Factors To Consider For Getting Education Loan

The high cost of education can be a source of worry for many parents, particularly when they are already on thin household budgets. To top it all, foreign education could be the last straw, as it can include travel expenses, health and travel insurance, administrative costs, and accommodation costs. However, one should not worry much as there are plenty of education loan options available in the market to bridge the gap.

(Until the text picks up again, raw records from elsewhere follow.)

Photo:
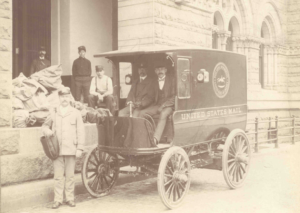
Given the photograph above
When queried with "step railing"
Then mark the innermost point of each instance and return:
(272, 132)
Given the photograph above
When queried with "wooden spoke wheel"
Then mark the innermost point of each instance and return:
(236, 158)
(173, 181)
(100, 171)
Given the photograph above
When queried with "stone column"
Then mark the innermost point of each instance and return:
(269, 66)
(275, 67)
(252, 51)
(5, 62)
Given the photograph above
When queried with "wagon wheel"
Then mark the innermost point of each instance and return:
(173, 180)
(236, 158)
(99, 173)
(221, 134)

An education loan is a loan that is applied by students to fund their education. These loans are provided by public sector banks, private sector banks, Non-Banking Financial Corporations (NBFCs) as well as fintech companies. The loans can be availed for both traditional and non-traditional courses depending on the type of lender. To help you, scout out the best deal, here are some of the factors you should consider before applying for an education loan. 

Loan eligibility

The loan eligibility of a student depends on various factors, such as the loan type and lender selected, the institute, the accreditation of the course, the future earning potential, and the student’s academic profile. 

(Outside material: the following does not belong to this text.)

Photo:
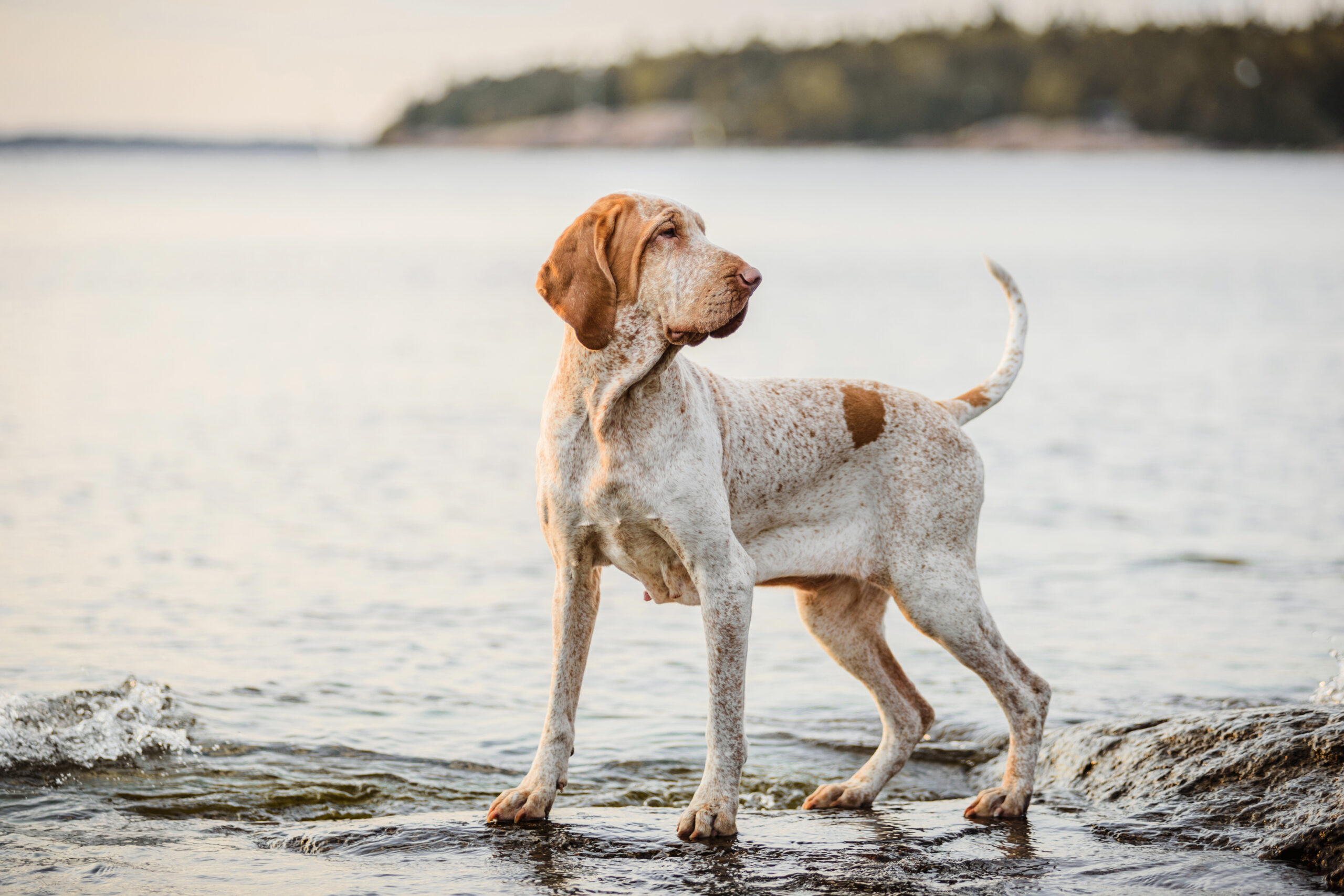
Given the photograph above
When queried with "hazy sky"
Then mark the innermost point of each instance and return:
(343, 69)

“An applicant applying for a secured education loan should ensure that the value of the collateral is equal to or more than the loan amount required, with complete and original documents. In unsecured loans, a co-borrower with a good credit score and sufficient income is a must,” says Ankit Mehra, CEO and co-founder of GyanDhan. 

Credit Score

Experts say it is extremely vital to have a good credit score to get an education loan as it results in faster loan approval and gives you an opportunity to qualify for the best loan rates. “Instead of looking at demographics such as location, gender, family background, and other factors, lenders focus on your credit record to process your education loan application. A good credit score encourages a lender to grant the education loan, eliminating chances of bias. Just like any other loan category, it will empower you to negotiate the rate of interest from multiple lenders in the market. A credit score above 700 is considered good and provides the lenders with the comfort to take a decision,” says Subhrangshu Chattopadhyay, Director of Business Development, CRIF High Mark.

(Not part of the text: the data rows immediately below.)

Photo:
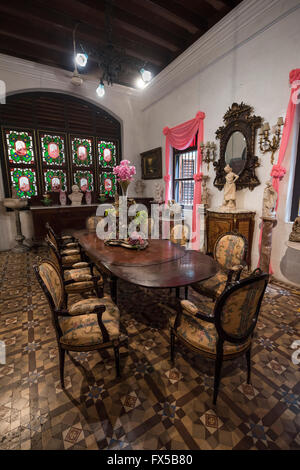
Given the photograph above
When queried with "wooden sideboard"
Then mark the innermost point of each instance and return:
(217, 223)
(61, 218)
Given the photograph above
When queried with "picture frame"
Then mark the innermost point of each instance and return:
(152, 164)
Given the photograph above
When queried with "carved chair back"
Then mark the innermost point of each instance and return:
(51, 282)
(231, 249)
(237, 309)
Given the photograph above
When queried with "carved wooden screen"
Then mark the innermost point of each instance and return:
(51, 141)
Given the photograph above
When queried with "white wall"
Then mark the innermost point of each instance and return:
(255, 71)
(21, 75)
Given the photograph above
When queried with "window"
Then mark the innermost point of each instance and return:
(295, 210)
(184, 168)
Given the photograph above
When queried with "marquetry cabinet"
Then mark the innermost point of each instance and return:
(217, 223)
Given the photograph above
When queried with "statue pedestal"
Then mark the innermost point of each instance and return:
(266, 243)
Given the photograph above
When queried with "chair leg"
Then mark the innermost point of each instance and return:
(62, 353)
(186, 292)
(218, 367)
(172, 344)
(248, 357)
(117, 359)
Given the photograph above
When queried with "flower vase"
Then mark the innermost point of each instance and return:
(124, 186)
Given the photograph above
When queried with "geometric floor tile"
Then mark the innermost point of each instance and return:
(154, 404)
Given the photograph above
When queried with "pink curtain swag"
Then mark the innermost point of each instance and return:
(181, 137)
(278, 171)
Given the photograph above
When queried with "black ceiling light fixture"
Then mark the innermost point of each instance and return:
(112, 60)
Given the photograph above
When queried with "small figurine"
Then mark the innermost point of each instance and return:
(62, 198)
(295, 233)
(269, 201)
(139, 187)
(88, 197)
(158, 193)
(75, 196)
(229, 202)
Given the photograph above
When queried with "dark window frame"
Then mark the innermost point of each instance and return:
(176, 153)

Students with a credit history applying for an education loan require a sound credit score. What happens if a student does not have a good credit score? Chattopadhyay adds, “However, for those without a credit history, and are financially reliant on their parents, loan applications will require a guarantor. In such a case, the student will have to jointly apply for the loan with their parent and the lender will assess their credit history, as well as the ability of the parent (co-applicant) to repay the loan.”

Loan amount coverage

Before applying for a loan figure out the final cost of education as it goes much beyond tuition fees and living expenses. Moreover, for abroad education, it can include travel expenses, health and travel insurance, administrative costs, and accommodation costs. 

“For domestic education, the final cost can include books, equipment, laptop, hostel fees, and other expenses. While there are lenders that cover the entire cost of education, some student loans from public banks come with margin money. In layman’s terms, it is a percentage of the study expenses that the applicant has to arrange. Carefully consider the loan amount you need to borrow, enquire about margin money, and compare different loan products before approaching lenders,” says Mehra. 

Interest rate

Students should go for the lowest interest rate possible as it will decide their financial debt for considerable years. Generally, public sector banks give the lowest rate compared to private banks and NBFCs. “The interest rate for student loans usually starts from 7.75 per cent and can go up to 14 per cent, depending on the type of lender, loan product, course, institute, past academic performance, the credit score of the student/co-applicant, and the security pledged,” says Mehra. 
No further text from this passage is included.